Kritische Töne von Europas Datenschützern
Deutliche Kritik gegen das Vorhaben kommt wie erwartet von Bürgerrechtsorganisationen und Datenschützer. Diese warnen schon seit langem vor der Umsetzung des Vorhabens, darunter im Januar 2022 auch der EU-Datenschutzbeauftragte Wojciech Wiewiórowski. Laut einer Stellungsnahme des Europäischen Datenschutzbeauftragten (EDSB) ziele das Protokoll zwar darauf ab, „die traditionellen Wege der Zusammenarbeit zu verbessern“, gleichzeitig betont der EDSB aber, dass der Schutz des Einzelnen eindeutig und wirksam garantiert werden müsse. So würden Daten, die laut des Übereinkommens als Bestandsdaten gelten, nach Unionsrecht dagegen unter Umständen als Verkehrsdaten gelten, welche es besonders zu schützen gelte. Eine Übermittlung an Ermittlungsbehörden könnte daher unter Umständen „einen schweren Eingriff in die Grundrechte des Betroffenen“ darstellen.
In Anbetracht der Risiken, welche mit der Verarbeitung entsprechender Daten verbunden sind, müssen die EU-Länder der Aussage des EDSB zufolge zusätzliche Schutzvorkehrungen treffen. Daher empfiehlt das Gremium den EU-Staaten, sich das Recht, die Bestimmung über die direkte Kooperation mit Dienste-Anbietern in diesem Zusammenhang nicht anzuwenden, vorzubehalten. Dem Schutz der sensiblen Daten könnte laut Wiewiórowski unter anderem dadurch Rechnung getragen werden, indem eine Justizbehörde oder ein anderes unabhängiges Amt über die Weitergabe entscheidet.

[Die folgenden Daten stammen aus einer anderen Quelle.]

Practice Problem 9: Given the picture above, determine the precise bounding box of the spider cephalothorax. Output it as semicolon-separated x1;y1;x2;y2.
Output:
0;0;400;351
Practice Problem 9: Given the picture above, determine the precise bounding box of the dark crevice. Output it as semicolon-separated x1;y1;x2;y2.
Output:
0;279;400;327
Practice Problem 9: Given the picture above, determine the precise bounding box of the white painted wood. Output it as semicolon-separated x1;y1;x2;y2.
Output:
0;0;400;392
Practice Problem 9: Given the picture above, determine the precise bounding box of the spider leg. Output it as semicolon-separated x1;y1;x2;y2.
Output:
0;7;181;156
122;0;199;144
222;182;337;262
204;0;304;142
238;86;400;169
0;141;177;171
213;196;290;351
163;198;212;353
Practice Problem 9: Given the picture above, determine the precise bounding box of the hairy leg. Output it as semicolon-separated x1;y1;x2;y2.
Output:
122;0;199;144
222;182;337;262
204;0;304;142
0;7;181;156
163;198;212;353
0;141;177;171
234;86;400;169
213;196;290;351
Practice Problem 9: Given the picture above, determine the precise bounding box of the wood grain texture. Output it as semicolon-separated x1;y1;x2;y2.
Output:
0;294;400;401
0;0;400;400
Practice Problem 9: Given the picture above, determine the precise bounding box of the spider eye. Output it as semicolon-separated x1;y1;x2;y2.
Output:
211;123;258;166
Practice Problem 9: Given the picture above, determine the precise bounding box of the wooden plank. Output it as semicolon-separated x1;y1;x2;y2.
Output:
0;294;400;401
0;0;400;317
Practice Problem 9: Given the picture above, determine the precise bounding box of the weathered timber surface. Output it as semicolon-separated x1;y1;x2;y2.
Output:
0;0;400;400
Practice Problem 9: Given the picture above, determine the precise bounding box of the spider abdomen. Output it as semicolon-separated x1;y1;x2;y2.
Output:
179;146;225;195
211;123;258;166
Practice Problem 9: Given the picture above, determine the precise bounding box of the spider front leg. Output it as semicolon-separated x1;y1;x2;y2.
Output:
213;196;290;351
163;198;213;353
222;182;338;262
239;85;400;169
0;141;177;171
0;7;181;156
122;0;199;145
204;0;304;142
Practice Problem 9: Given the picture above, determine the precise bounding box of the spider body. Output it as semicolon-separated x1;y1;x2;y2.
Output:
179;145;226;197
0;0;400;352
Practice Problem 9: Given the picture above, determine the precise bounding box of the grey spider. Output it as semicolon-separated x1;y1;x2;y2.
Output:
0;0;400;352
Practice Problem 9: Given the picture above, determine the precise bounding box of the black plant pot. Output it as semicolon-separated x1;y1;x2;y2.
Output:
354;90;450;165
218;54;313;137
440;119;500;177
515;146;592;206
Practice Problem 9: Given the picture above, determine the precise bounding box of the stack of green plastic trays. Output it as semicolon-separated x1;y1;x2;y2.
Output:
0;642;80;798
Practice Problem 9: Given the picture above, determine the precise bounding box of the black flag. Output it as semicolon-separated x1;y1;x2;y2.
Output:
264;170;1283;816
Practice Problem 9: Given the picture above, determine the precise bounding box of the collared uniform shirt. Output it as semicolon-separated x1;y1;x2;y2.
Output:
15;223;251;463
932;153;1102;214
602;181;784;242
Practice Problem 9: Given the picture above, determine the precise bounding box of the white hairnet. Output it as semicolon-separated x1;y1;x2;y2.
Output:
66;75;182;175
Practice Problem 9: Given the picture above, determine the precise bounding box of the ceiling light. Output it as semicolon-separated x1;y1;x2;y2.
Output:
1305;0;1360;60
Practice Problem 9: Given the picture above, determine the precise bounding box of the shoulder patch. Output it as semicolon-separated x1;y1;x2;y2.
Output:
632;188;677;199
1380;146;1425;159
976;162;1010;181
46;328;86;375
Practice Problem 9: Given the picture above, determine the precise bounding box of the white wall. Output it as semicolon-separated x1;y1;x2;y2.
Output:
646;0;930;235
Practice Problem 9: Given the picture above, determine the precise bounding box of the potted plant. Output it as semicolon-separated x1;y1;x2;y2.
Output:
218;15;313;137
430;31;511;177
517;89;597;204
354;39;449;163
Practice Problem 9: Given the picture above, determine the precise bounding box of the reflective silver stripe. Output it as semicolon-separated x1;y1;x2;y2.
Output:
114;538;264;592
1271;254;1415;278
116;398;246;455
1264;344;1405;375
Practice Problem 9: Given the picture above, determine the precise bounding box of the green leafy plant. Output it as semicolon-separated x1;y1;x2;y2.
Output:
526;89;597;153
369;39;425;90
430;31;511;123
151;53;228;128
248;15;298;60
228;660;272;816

Organisationen warnen deutlicher
Über 40 weltweit ansässige Organisationen, darunter die Electronic Frontier Foundation (EFF), European Digital Rights (EDRi), die Digitale Gesellschaft sowie der Chaos Computer Club (CCC) stehen dem Vorhaben merklich kritischer gegenüber und verdeutlichten bereits im Mai 2021 in einem Schreiben an den EU-Rat die in ihren Augen gegebenen Gefahren bei einer Umsetzung. So würde die neue Regelung ihrer Meinung nach vor allem die Anonymität im Netz untergraben, was infolge wiederum das Recht auf die freie Meinungsäußerung aller Bürger einschränken würde. Darunter zu leiden hätten vor allem Aktivisten, Dissidenten sowie Journalisten.